A subsequent study reported the comparison IMRT plans that were generated as part of the phase II prospective proton trial for patients with rhabdomyosarcoma. Although the target coverage (mean clinical target volume [CTV]: V 95 ) was similar between the PBT and the IMRT plans ( P = .82), the IMRT plans delivered a significantly higher integral dose regardless of the tumor site, with as much as a 3.5-fold increase for tumors in the orbit. The PBT plans also delivered significantly lower doses to 26 of the 30 critical structures evaluated. It will be interesting to determine if these dosimetric advantages translate into reductions in late toxicities when the long-term follow-up data have matured.
The role of radiation for pediatric patients with rhabdomyosarcomas is well defined, and for those who are to receive radiation, we consider PBT the standard modality. PBT should be given careful consideration when RT is recommended for adolescents and young adults. Importantly, though, practices vary in the use of radiation for rhabdomyosarcoma for older adult patients. We commonly treat rhabdomyosarcomas in such patients like other soft tissue sarcomas, delivering preoperative radiation in combination with surgery for improved LC. PBT should be considered for young patients in light of its dosimetric advantages.
Retroperitoneal sarcomas are often discussed together despite their heterogeneity because of the shared intraabdominal anatomic considerations. Retroperitoneal sarcomas constitute about 10% to 15% of all soft tissue sarcomas, with the most common histologies in adults being liposarcomas and leiomyosarcomas. Their management is somewhat controversial because of varying management practices, limited high-quality data, and high rates of tumor recurrence. Most series report 5-year LC rates of around 50%, which is why many practitioners advocate a combined-modality approach with the goal of improving outcomes. However, the role of radiation is controversial. No prospective, randomized data are available to compare the role of radiation and surgery versus surgery alone. Because of this lack of prospectively defined benefit, some question the utility of radiation, given its risk of toxicity.

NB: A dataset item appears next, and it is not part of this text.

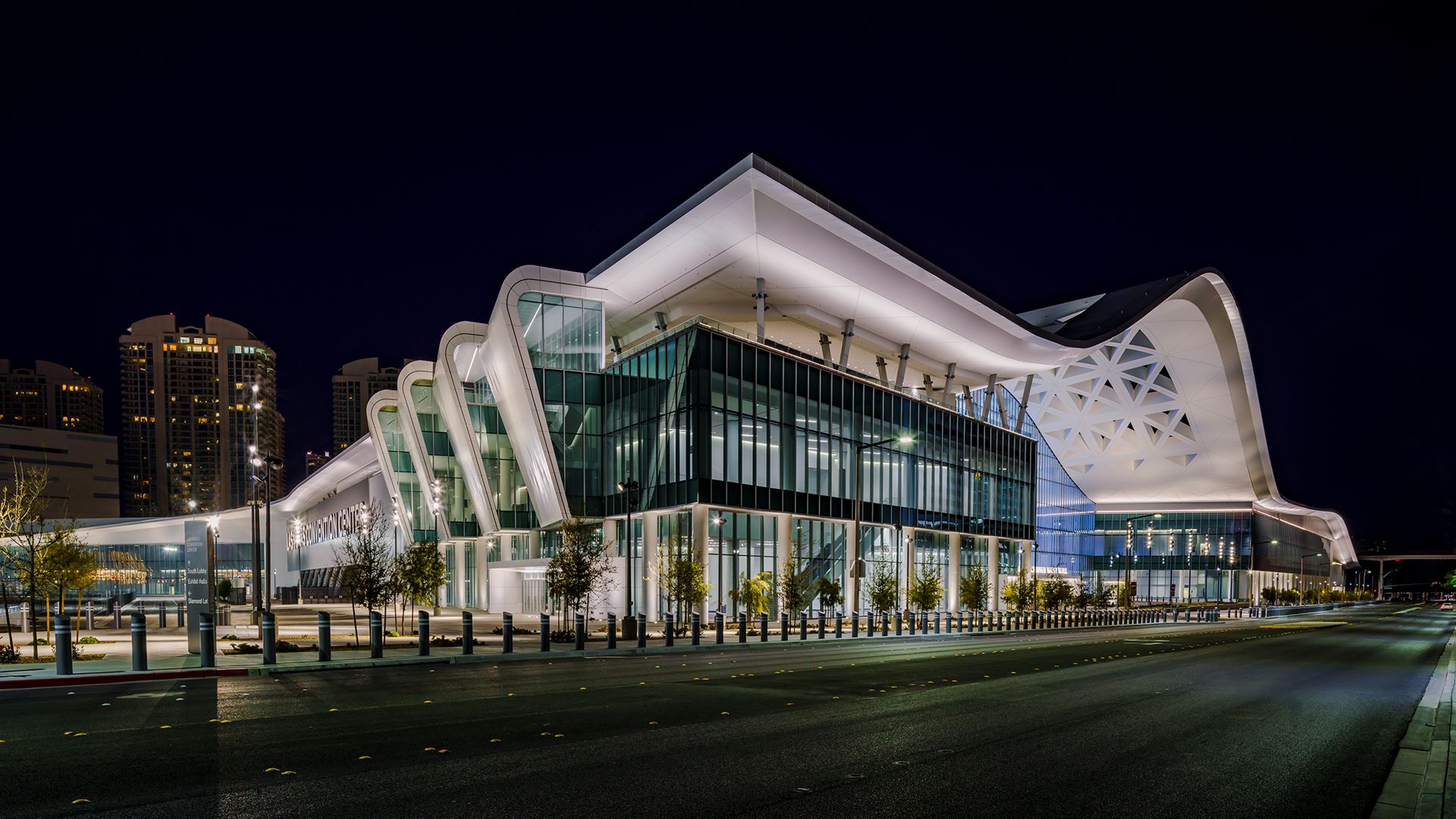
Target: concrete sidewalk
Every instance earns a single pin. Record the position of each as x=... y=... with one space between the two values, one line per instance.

When radiation is incorporated into the treatment approach for retroperitoneal sarcomas, most, if not all, multidisciplinary high-volume sarcoma groups advocate preoperative treatment. , Several advantages exist when radiation is delivered preoperatively, including: (1) the target delineation is clear, (2) normal tissues and bowel are displaced, (3) treatment may increase the probability of a negative resection margin, and (4) cytoreduction of the tumor may occur. Therefore, when radiation is used in combination with surgery, it should ideally occur preoperatively, and in the absence of prospective data showing improved outcomes with combination therapy, patient selection is important to minimize toxicity. The properties that make PBT an enticing tool may improve the therapeutic ratio, particularly for sarcomas in the retroperitoneum ( Fig. 16.1 ).